The response is a far cry from the social media interactions of other companies, many of which tend to ignore problems until they boil over and cause extensive brand damage.

Social media expert and founder of Dialogue Consulting, Hugh Stephens, spoke about Woolworths’ approach to social media and shared his advice on how you can learn from the supermarket to avoid a disaster of your own:

1. Act quickly

Stephens says Woolworths’ main strength was its quick response to the imminent disaster.

“Woolworths responded at an early stage and went through the process of getting the billboard taken down, something which certainly reduced the bad press,” he says.

“This is a very good example of social media now being able to create a sense of transparency. Consumers are holding companies accountable and we didn’t have this before, it’s a good testament to the tool.”

2. Listen

Stephens says it’s crucial for brands to listen to their customers in order to respond to their comments and mitigate any potential catastrophes.

“A lot of brands don’t listen, so they don’t know what’s going on.
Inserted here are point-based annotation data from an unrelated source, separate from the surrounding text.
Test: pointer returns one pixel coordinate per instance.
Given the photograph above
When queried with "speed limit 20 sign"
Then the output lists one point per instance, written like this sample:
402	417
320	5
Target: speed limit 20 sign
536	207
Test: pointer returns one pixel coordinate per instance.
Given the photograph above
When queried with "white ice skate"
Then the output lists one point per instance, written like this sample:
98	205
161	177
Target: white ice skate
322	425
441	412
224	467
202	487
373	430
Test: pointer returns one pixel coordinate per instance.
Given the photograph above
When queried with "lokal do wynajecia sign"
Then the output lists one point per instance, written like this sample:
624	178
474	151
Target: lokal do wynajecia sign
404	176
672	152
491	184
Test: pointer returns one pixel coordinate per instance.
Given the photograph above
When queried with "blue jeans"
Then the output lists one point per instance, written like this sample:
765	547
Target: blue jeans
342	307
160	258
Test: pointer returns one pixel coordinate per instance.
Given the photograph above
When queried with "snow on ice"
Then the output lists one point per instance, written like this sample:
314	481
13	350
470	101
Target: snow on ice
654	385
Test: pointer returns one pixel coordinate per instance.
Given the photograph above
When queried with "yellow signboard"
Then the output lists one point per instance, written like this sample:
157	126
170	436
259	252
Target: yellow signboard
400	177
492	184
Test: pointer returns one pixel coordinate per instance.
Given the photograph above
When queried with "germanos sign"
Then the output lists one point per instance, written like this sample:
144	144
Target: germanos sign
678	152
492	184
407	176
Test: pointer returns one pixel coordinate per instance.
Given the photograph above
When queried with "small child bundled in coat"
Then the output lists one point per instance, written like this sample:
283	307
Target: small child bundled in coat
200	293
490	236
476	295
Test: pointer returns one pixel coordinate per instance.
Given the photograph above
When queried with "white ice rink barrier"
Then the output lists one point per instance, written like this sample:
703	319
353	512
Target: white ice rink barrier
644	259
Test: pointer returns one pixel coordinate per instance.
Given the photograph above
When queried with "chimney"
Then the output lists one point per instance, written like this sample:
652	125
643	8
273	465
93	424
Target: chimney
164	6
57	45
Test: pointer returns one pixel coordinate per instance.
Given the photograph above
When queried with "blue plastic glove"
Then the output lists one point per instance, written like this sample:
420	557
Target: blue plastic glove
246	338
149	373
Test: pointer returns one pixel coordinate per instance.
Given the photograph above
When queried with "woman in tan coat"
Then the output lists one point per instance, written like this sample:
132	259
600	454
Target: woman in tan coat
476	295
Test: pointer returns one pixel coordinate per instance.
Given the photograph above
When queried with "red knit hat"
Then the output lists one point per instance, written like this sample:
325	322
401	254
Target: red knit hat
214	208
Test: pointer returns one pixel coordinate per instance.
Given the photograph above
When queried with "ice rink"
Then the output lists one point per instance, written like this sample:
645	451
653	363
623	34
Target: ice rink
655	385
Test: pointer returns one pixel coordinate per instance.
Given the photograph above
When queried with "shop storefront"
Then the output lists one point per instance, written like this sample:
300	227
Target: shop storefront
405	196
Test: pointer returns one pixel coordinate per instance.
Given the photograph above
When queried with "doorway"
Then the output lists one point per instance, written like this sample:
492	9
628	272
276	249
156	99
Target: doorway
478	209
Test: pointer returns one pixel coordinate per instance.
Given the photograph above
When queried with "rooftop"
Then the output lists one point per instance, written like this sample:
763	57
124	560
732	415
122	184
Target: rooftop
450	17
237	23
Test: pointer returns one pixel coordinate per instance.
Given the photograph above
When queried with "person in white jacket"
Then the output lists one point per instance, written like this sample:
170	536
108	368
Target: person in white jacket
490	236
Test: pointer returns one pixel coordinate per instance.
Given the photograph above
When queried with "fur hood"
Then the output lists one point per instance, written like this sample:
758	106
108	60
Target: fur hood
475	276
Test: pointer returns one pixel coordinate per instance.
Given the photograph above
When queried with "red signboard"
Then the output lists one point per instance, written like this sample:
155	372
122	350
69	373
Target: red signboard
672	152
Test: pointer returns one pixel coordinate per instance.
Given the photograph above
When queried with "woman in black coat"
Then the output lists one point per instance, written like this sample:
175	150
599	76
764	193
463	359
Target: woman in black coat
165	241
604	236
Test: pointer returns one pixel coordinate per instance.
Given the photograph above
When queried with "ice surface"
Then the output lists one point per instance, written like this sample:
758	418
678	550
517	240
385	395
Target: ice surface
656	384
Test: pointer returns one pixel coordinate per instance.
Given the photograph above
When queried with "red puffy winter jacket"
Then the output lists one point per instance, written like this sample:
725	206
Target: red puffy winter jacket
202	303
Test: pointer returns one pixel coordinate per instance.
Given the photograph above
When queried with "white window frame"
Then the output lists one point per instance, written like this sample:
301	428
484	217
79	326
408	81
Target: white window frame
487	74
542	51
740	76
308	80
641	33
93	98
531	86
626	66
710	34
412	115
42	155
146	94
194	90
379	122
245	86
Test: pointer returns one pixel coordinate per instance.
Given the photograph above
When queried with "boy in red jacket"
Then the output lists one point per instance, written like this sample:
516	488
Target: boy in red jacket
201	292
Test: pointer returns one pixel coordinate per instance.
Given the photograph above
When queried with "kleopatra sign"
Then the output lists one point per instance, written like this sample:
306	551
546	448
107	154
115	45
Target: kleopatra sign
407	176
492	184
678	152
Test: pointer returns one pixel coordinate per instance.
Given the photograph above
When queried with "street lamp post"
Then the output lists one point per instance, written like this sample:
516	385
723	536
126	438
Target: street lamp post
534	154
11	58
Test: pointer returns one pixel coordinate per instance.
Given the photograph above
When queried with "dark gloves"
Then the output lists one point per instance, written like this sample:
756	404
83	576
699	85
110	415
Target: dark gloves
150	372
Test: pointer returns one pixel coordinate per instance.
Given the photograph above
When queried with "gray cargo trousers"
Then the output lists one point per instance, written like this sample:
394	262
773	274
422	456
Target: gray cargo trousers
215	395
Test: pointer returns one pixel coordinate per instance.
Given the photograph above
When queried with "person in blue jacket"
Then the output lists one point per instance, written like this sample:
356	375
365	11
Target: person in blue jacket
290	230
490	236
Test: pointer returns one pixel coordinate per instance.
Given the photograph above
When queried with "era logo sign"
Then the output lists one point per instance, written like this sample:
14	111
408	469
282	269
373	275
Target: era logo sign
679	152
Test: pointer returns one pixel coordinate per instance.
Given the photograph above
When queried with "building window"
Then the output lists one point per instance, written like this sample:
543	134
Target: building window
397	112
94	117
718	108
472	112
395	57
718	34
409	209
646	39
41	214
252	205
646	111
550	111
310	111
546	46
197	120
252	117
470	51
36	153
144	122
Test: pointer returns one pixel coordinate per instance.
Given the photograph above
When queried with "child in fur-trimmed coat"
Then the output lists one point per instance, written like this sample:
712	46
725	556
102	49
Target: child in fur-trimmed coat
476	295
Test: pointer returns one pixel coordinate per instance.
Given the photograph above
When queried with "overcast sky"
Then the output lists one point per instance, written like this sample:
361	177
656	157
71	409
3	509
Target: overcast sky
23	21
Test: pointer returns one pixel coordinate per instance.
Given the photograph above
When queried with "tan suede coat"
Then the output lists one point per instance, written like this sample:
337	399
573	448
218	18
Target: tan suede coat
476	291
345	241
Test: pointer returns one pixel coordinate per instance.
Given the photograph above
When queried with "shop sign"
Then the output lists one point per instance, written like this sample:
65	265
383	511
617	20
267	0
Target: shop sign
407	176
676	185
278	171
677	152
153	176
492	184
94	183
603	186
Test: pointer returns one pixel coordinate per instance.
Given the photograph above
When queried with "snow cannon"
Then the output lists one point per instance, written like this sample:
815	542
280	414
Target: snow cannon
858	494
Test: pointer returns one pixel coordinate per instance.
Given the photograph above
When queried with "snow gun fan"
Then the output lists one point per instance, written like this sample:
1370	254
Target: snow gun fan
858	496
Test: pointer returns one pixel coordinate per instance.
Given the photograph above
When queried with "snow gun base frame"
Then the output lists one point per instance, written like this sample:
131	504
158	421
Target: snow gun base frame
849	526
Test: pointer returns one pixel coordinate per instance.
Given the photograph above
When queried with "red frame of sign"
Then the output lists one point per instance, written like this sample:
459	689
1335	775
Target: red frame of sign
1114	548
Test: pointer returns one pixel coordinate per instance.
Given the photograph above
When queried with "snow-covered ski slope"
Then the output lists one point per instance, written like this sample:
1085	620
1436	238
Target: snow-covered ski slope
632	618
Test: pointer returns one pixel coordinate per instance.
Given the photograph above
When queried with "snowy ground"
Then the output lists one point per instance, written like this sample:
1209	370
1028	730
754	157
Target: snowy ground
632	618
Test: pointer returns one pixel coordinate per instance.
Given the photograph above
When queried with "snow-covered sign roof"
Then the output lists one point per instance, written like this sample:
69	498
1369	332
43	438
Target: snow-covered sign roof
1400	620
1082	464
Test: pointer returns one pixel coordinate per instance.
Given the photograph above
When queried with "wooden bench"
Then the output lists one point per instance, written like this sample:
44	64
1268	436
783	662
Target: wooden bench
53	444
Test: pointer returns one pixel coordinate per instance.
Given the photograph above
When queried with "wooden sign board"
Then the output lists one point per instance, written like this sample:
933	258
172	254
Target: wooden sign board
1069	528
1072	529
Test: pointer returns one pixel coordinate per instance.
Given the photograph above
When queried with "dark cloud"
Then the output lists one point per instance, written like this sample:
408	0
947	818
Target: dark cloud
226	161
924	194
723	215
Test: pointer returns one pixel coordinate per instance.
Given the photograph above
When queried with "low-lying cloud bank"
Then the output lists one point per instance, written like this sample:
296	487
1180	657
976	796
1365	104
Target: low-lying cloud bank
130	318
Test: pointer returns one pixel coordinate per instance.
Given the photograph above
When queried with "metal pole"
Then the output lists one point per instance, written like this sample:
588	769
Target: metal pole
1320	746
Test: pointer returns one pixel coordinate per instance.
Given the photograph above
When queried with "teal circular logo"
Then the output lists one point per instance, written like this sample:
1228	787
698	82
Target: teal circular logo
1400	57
Companies need to listen carefully to the consumers and try and work out what the basic primary emotion is and if there is an undercurrent,” he says.

Stephens says, in this situation, Woolworths could have gone further and realised part of the issue sprung from Ipswich’s obesity problem and introduced a measure to counteract the poorly received advertisement.

“Companies must look at what is going on under the surface,” he says.

3. Respond in an appropriate manner

Stephens says businesses must respond on the level and platform of the consumer. There’s no point replying on Twitter when the issue was on Facebook, for instance.

“On Facebook, companies must respond in a way that is a lot less corporate than it’s used to. Facebook users are used to a more peer type communication, rather than in a corporate way.”

4. Know your consumers

Two notable examples of social media stuff-ups have been from Qantas and Coles.

In late 2011 while Qantas was in the middle of its industrial relations nightmare having recently been forced to ground its fleet, it launched a competition for Twitter followers to win a pair of first-class pyjamas and amenities kit. To win, Twitter followers had to tweet what their dream luxury inflight experience would be.

Rather than inspiring consumer excitement, it prompted a barrage of negative tweets about the airlines services with the #Qantas luxury.

Stephens says around the same time Coles invited social media users to complete the sentence: “In my house it’s a crime not to buy…”

He says this occurred around the time Facebook allowed comments to be pre-moderated and the responses between the Facebook page and Twitter users (where tweets cannot be pre-moderated) varied greatly.

“On Twitter, the comments were entirely different. Responses ranged from “milk from real Aussie farmers”, to “social media 101 handbooks”. The actual way Twitter is structured inspires cynical responses and people who manage social media accounts need to know and understand the network.

“You need people who know the internet, not necessarily the people who have grown up with the network, but you need someone savvy,” he says.

Stephens says it’s impossible to always predict how a post will be received, but companies need someone who has a reasonable idea.

“You can’t always predict how a post will go and if you worried too much you’d end up never using it in the first place, but you need to have an idea to be able to respond,” he says.

5. Introduce faster processes

Stephens says businesses need faster processes which allow media managers to respond to a potential crisis in a speedy fashion.

“A lot of it is about building an element of trust in the people who are managing the social media. Companies also need to have in place the appropriate processes, if these lines are clearly defined for the managers it’s a lot easier.

“We often see the people who are managing a company’s social media not know where the lines are,” he says.

Stephens says the response of Oreo to the recent Super Bowl blackout is a good demonstration of a company with quick processes in place.